Andrew Doyle On Cosmetics

This article first appeared in Cosmetics International

There’s no denying that the beauty market has got the ‘attractive’ brief fully filled. From the products themselves, to the copy, packaging and imagery that surround them, they all look absolutely beautiful –and so they should. But there’s a problem. Walk into any store and enter a cosmetics or toiletries aisle, and everything looks the same. Lovely, but the same – like a room full of Kate Winslet clones.

The cosmetics and toiletries market adheres incredibly rigidly to what many marketers refer to rather proudly as ‘category norms.’ And the argument about these ‘norms’ goes something like this: consumers want to find certain information on packs, laid out in a certain way, and will reject anything that doesn’t comply with these expectations.

If truth be told, these so-called rules are more ‘marketing norms’ than consumer requirements - rules that make the briefing manager feel safe and secure.

Successful designs, successful new products and successful communications all break these ‘norms’ and succeed because consumers find something on the shelf that’s not yet another Kate Winslet.

So how do you break out of this straitjacket of market norms?

Well, as everyone knows, there is no such thing as a new idea. But there are new connections –existing ideas from different worlds that are forced together. One particularly innovative category in recent years has been the food and drink sector.

What you put on your face and what you put in it will always have vastly different marketing requirements, but there are things that beauty can learn from edibles – as long as the first lesson is that bravery, and being different, are no bad thing. It is fairly crucial to make sure the bosses understand that being different, not being the same, is what marketing is about. I suspect – or rather, I know – that many great new designs and new products die at the sword of the bosses’ conservatism – the reluctance to not do what everyone else is doing.

A salutary tale from the world of brewing: at one- time in the beer market the category norms were that beer should be in ‘strong male colours’ – brown, green and possibly red. Then Boddingtons launches - in vibrant yellow. I laughed like crazy when in a focus group discussion, I heard a lady, supported by nods all round, say: “when I buy beer for my husband, I look for the yellow can because it stands out and is easy to find”.

I have something in front of me at the moment that’s really weird but incredibly useful. It’s a bottle of white wine, a can of Coke and a jar of honey banded together with a thick piece of gaffer tape. It’s a great idea for a new product – potentially. And it’s a brilliant way of making new connections.

Actually, more to the point, it’s an incredibly cheap way of doing new product development. You could do it in the next five minutes. I’d love at least one person in the hair colourant business to tape one of their packs to a pot of Gü or to any of the Waitrose Cooks Ingredients range. The result could be an absolutely brilliant hair colourant, maybe with a new and innovative formulation, or maybe just with packaging that didn’t look like a clone of all the other hair colourant ranges.

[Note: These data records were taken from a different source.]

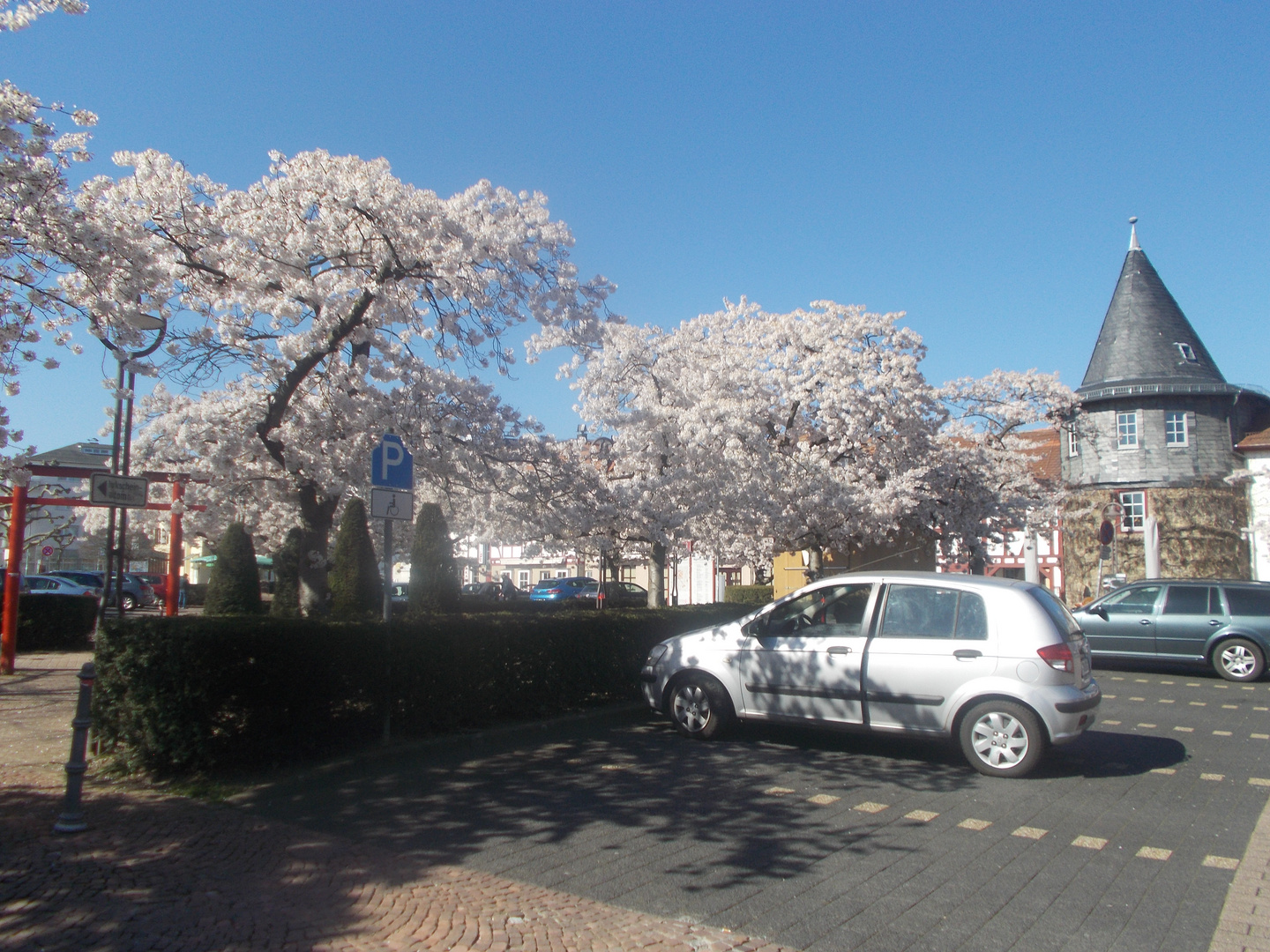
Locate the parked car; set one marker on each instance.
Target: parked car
(998, 666)
(1220, 622)
(159, 583)
(617, 594)
(559, 589)
(482, 591)
(54, 585)
(136, 593)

Or how about someone in suntan glueing one of their packs to a minimalist Apple iPod. Wow - a sun tan cream with just enough information on it, rather than just too much data and enough small print to make you want to tear your hair out.

You could even pair a face mask with a bottle of Yakult – and develop a refrigerated treatment full of living good stuff. It sounds a little mad but it’s a great – and unusual – starting point.

The best way to sum up this idea of making unusual connections is to use the word ‘analogy’. To go back to sun tan cream for a moment: what is analogous to sun tan lotion? I just asked a colleague and her spontaneous answers were: sunglasses, vitamins, a glass of wine, apples, peaches, armour, an umbrella and bizarrely, bubble wrap. Any and all of these would make great starting points for innovation or design in this category.

So two really simple things to do if you want to break out of the Kate Winslet straitjacket. First sort out the bosses and make sure they’re feeling brave. Second find an analogy for your product or band it together with something completely absurd and force it into a sensible idea.